People have an inherent need to predict the future. It's the reason we read horoscopes and play the lottery. Play the Future is like fantasy sports. Rather than just predict the outcome of a sporting event, you predict every event. How many times will Trump's facts be wrong in today's speech? When this interview comes out, how many vowels will it have? We've built it into a marketing tool so users can predict Canadian Tire sales or Via Rail on-time records. I got the idea 28 years ago reading the prediction issue of the National Enquirer and whoever says if they were right or wrong and if aliens will ever land in the White House.

This is my fourth career. I've been a journalist, comedy-festival builder, mobile-media pioneer and now future player. What's important to me is that each one is diametrically different from the other. If there is one constant in my life, it's striving for innovation, challenge and the new … to do something that's never before been done, even if it's only never before been done by me.

What haven't I learned? I learned so much that for seven years straight, I wrote a weekly blog about the lessons I learned, mroe than 1,000 in total. Some of my favourite lessons are: Anything you do just for money will ultimately fail. Everybody loves change until you change something. "Nice" is worse than "bad" and beware the person who doesn't like balloons.

When I was a kid, I wanted to be a garbage man. I'm not being facetious or silly; it was my first-ever career goal. As a four-year-old, my room window faced the street, and I remember being mesmerized by these wild guys waking me up twice a week. They were raucous and loud, they yelled and threw things around with reckless abandon, they dangerously climbed on and hung off a large moving vehicle in a savage, urban choreograph. What a gig. Who wouldn't want to do that?

The best and worst advice I ever received are the same: "Forget it, it can't be done." I've been told that so many times, and rather than deflate me, it inspired me. "A kid can't work at a newspaper." "What the hell is a comedy festival?" "Nobody will ever pay for mobile content." And now it's, "Where's the business model in prediction?" If I just listened to all the advice instead of been motivated to prove it wrong, I'd be an unhappy, unaccomplished, bitter man today.

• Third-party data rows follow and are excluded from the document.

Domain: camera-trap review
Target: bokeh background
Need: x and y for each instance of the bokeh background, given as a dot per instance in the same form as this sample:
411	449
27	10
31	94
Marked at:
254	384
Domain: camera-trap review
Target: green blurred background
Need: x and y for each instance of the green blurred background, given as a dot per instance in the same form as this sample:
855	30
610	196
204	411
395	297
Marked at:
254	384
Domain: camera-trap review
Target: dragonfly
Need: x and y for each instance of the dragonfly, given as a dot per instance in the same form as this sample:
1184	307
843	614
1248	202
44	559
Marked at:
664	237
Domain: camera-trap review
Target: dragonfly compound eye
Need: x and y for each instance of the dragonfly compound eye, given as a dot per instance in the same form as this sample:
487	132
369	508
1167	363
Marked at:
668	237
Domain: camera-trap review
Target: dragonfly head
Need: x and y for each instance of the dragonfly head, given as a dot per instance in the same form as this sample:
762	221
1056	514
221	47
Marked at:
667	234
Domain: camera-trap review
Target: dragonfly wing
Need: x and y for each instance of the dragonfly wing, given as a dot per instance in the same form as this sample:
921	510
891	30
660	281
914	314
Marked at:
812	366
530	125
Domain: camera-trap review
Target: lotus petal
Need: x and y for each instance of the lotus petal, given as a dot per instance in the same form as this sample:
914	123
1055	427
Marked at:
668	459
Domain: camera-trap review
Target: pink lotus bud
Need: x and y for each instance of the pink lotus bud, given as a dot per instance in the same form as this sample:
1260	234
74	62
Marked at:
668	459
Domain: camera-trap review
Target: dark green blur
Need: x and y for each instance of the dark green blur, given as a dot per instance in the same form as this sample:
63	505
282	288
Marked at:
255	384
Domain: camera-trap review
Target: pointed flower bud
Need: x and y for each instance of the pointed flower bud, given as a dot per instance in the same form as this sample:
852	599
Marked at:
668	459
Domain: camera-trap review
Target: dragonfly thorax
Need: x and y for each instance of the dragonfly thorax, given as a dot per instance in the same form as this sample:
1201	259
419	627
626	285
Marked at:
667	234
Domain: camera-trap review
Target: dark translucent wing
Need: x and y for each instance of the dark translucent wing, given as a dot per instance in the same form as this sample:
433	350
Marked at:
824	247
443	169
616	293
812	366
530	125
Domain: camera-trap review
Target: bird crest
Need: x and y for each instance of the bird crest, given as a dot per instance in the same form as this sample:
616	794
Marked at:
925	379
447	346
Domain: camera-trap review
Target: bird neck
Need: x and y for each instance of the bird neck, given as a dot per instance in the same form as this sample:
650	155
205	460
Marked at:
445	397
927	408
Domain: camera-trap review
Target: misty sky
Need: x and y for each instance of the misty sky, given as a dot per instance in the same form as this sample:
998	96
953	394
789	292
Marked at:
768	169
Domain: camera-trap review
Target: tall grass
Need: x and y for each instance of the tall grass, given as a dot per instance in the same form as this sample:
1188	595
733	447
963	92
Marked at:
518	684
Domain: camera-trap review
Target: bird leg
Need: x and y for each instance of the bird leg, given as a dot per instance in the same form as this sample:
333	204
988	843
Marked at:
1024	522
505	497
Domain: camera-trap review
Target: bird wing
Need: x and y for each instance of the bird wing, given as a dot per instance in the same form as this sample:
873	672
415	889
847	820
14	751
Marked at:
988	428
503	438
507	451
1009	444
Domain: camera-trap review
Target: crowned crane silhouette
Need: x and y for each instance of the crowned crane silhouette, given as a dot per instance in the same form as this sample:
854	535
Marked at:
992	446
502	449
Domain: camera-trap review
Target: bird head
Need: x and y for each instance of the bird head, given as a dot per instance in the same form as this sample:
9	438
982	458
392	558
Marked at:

To be very honest, I'm a terrible manager. I'm a decent leader and can rally a team together, but when it comes to day-to-day management, my approach is that people should fix their own problems. I have no problem leading people into battle but in terms of actually managing them, I let people manage themselves. There is a goal and there is the outcome, and we need to focus on what we are going to do to make sure it gets done. My management style is that you need to figure it out.

Today's failure is tomorrow's story over beers: In Thru the Out Door came out in 1997. I sold it to the CBC. It was the world's first all-gay comedy show, with all gay cast and writers. For me it was a big Kum Bah Yah moment. It was so risqué and ahead of its time. The complaints almost shut down the CBC switchboard. I thought it was going to be an Earth-shattering, groundbreaking phenomenon that would go on and on, but it was too early and was a disaster. They showed it once and never showed it again. I watch it now and love it.

As told to Leah Eichler. This interview has been edited and condensed.